L’annonce a été brutale mais pas surprenante venant d’un des meilleurs amis de la France en Afrique, à savoir M. Alassane Dramane Ouattara de la Côte-d’Ivoire. Le CFA, tant décrié et dénoncé en tant que monnaie de servitude, va céder la place à l’Eco, comme nouvelle monnaie d’une bonne partie de l’Afrique occidentale.

Les détracteurs de cette monnaie se souciaient plus des mauvais accords qui la gouvernaient que de son appellation. Le droit que la France s’arroge pour nous dicter une politique monétaire à travers son droit de véto au conseil d’administration de nos différentes banques centrales et des profits qu’elle tire de la gestion de nos devises qui va du battage en passant par la circulation jusqu’au retrait ne rime point avec la liberté non pas seulement économique mais la liberté tout court. Faudra-t-il encore le rappeler à la France, son peuple et ses dirigeants que la liberté, c’est la faculté de décider sur tout ce qui touche nos pays sans la moindre contrainte. La France ne doit avoir rien à foutre dans une question de souveraineté comme la monnaie.

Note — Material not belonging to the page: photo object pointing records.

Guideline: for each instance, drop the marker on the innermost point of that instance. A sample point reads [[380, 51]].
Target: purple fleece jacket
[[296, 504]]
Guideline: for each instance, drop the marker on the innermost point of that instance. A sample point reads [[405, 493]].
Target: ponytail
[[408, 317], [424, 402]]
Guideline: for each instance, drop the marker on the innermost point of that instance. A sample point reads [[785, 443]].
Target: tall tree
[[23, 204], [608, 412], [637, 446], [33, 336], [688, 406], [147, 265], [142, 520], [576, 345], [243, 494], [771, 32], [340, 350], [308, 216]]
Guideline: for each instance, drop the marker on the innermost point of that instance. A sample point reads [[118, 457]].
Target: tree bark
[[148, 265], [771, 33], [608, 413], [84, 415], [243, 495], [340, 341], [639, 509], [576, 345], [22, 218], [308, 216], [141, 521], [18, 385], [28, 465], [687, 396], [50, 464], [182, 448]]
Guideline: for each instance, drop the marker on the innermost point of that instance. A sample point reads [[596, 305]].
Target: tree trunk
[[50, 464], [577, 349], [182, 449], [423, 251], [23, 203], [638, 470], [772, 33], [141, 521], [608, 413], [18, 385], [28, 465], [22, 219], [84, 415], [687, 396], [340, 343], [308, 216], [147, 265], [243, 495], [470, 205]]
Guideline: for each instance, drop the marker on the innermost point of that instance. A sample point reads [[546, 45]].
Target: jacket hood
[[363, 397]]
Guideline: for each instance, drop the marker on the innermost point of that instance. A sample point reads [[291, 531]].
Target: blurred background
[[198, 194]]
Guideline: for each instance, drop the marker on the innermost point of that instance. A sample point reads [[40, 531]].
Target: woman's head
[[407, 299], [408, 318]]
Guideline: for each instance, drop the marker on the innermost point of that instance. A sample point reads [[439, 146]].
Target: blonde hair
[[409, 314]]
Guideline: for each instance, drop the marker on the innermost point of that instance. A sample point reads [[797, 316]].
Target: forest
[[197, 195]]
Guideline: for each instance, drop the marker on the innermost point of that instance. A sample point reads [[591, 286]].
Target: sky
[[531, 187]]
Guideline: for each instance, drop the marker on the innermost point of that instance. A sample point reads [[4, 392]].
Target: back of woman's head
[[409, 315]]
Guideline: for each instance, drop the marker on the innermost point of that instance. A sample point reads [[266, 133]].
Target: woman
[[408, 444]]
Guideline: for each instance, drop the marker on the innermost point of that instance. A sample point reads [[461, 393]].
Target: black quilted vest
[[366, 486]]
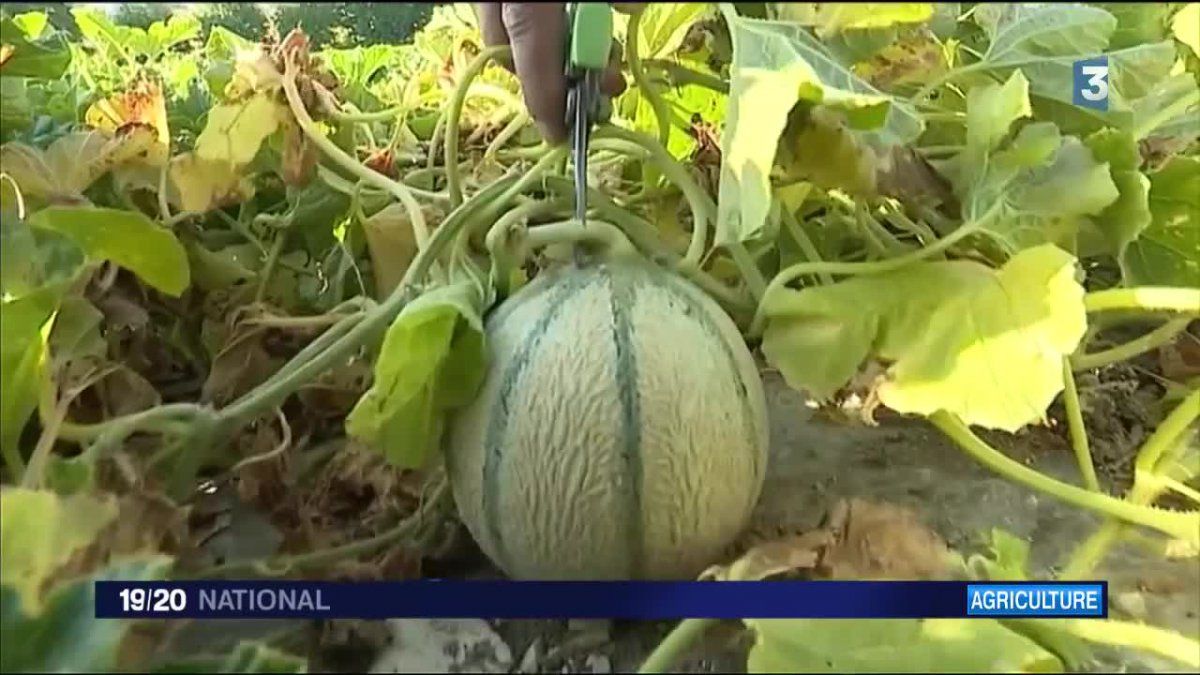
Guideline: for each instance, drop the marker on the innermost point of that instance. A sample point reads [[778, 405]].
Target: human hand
[[537, 31]]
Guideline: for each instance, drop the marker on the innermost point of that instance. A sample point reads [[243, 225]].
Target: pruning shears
[[588, 46]]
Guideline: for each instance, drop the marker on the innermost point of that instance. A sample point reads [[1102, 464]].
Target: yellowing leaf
[[253, 73], [837, 17], [894, 645], [142, 106], [1186, 27], [432, 359], [127, 238], [235, 131], [72, 162], [201, 185], [41, 531], [23, 327], [985, 345]]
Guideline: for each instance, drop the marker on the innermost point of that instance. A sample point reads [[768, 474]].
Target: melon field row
[[346, 287]]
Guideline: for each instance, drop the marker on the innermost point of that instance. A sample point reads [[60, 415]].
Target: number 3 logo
[[1097, 82]]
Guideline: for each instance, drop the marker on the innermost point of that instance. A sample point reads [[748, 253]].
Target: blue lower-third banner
[[597, 599]]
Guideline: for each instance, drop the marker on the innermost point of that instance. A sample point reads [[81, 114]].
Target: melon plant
[[267, 266], [621, 431]]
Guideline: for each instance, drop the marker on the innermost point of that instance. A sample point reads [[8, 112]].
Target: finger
[[491, 24], [537, 31]]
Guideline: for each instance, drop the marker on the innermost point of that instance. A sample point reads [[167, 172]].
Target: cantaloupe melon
[[621, 431]]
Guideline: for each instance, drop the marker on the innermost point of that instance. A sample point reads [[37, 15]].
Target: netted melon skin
[[621, 431]]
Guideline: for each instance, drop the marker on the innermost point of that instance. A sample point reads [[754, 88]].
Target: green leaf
[[25, 57], [1186, 27], [945, 327], [1138, 23], [1168, 252], [1143, 94], [1122, 220], [317, 210], [41, 531], [432, 359], [22, 353], [33, 258], [664, 25], [178, 28], [127, 238], [223, 45], [65, 635], [31, 23], [829, 18], [1027, 33], [1008, 561], [991, 111], [777, 65], [893, 645]]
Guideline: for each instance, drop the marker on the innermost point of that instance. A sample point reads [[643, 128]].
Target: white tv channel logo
[[1091, 83]]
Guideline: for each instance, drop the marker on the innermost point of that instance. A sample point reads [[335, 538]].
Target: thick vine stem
[[1180, 525], [1145, 298], [646, 237], [499, 238], [454, 114], [661, 114], [595, 232], [672, 647], [1153, 459], [1137, 635], [1078, 432], [1157, 338], [415, 215], [797, 270]]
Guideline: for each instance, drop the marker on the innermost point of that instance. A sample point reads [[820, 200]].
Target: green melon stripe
[[498, 424], [702, 312], [623, 296]]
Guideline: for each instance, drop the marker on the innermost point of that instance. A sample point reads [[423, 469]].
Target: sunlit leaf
[[945, 327], [1186, 27], [141, 106], [391, 245], [1025, 33], [835, 17], [22, 54], [1122, 220], [73, 161], [432, 359], [235, 131], [41, 531], [894, 645], [1168, 252], [22, 359], [65, 635], [201, 185], [778, 64], [127, 238]]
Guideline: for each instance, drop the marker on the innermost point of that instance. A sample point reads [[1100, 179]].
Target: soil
[[816, 459]]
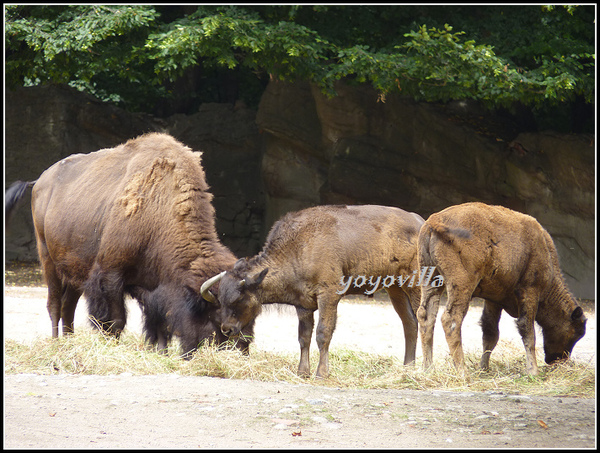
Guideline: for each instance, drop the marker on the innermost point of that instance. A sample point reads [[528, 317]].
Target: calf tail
[[12, 197]]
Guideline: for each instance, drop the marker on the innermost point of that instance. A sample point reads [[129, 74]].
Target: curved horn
[[205, 288]]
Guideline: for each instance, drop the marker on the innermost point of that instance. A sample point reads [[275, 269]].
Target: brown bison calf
[[309, 260], [509, 260]]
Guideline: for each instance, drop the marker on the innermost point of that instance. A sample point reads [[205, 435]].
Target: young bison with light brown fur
[[509, 260], [308, 258]]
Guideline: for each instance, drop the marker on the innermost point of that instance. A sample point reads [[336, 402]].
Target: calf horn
[[205, 288]]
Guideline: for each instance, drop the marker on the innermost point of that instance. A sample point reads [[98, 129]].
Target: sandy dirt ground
[[171, 411]]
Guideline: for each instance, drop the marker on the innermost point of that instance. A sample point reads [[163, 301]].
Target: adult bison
[[509, 260], [309, 260], [136, 219]]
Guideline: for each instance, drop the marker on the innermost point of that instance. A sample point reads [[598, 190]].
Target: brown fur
[[305, 256], [134, 219], [509, 260]]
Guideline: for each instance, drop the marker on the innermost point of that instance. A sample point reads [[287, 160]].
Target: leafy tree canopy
[[500, 55]]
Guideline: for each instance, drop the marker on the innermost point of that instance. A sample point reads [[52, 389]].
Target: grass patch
[[91, 352]]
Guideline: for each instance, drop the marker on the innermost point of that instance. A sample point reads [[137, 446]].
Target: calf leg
[[69, 304], [526, 327], [427, 314], [327, 320], [306, 322], [489, 326], [401, 302]]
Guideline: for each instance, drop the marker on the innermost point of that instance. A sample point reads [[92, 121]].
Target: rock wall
[[355, 148], [302, 149]]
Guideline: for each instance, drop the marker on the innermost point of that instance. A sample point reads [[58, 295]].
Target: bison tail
[[13, 195]]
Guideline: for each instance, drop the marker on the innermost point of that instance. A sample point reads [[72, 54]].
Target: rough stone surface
[[302, 149]]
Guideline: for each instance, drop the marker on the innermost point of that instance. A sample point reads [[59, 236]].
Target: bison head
[[238, 296], [560, 340]]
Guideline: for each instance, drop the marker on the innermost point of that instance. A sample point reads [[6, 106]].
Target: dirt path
[[171, 411]]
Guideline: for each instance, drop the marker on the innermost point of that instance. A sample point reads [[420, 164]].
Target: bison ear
[[257, 279], [577, 314]]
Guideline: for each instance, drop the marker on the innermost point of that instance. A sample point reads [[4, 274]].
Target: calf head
[[559, 340], [238, 297]]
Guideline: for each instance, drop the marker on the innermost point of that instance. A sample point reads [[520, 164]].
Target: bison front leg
[[452, 319], [306, 322], [401, 302], [325, 327], [54, 294], [427, 314], [490, 318], [526, 328], [69, 304]]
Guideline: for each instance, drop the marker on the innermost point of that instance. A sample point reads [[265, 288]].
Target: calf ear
[[258, 278], [577, 314]]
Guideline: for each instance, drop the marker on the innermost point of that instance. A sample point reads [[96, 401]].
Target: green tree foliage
[[499, 55]]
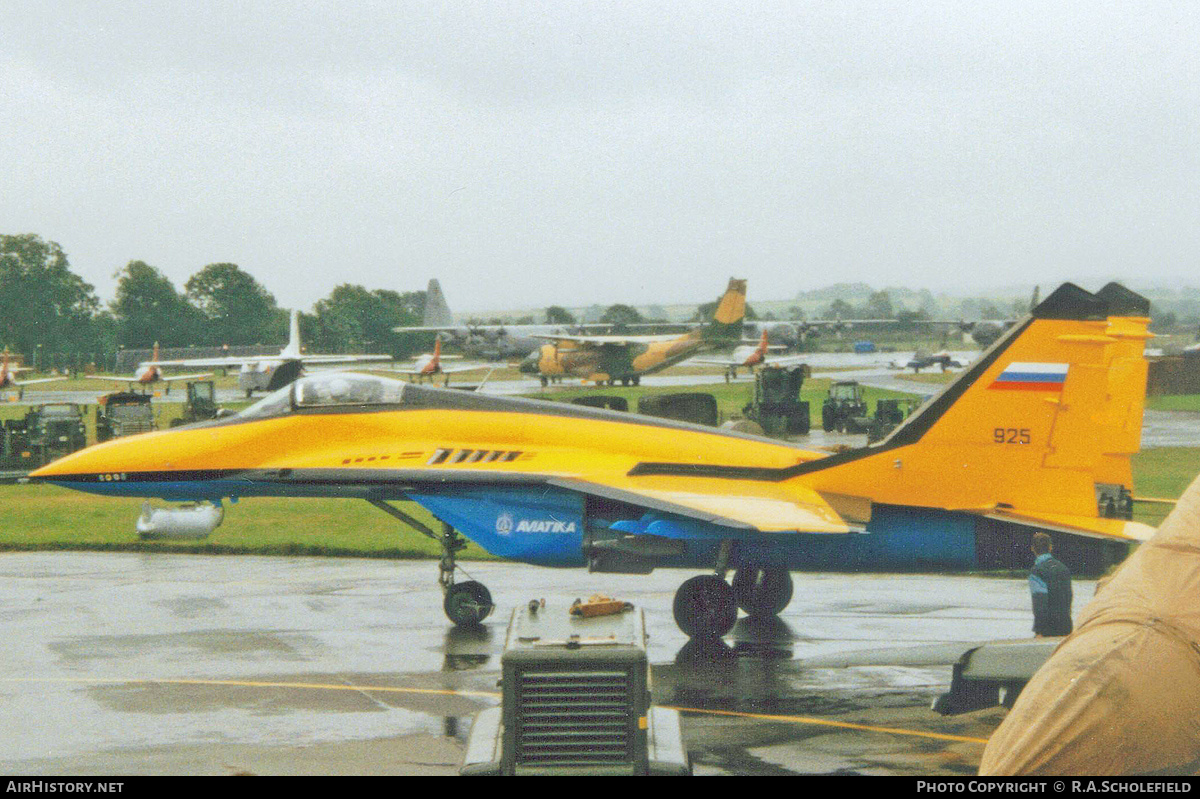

Alors considérant tout cet intérêt que le Président Macron accorde à cette question monétaire, nous voyons en cette décision une stratégie de rebranding de la monnaie coloniale pour faire taire les critiques et dénonciations qui commençaient à prendre de l’ampleur. À vrai dire la France n’est pas encore prête à lâcher ce morceau qu’est l’Afrique. Elle veut continuer à en profiter davantage pour assurer son existence à la fois économique et politique sur la scène internationale.

Nous intellectuels africains, jeunes et moins jeunes, sommes opposés à cette politique de domination avec la complicité de certains de nos dirigeants qui, semble-t-il, défendent plus les intérêts de la métropole que ceux de leurs propres pays. De la même manière que nous dénonçons l’attitude coloniale de la France et de ses dirigeants, nous nous indignons profondément du comportement docile de nos leaders qui sacrifient l’avenir de toutes ces générations désorientées et sans espoir qui se suicident massivement dans les océans et le désert.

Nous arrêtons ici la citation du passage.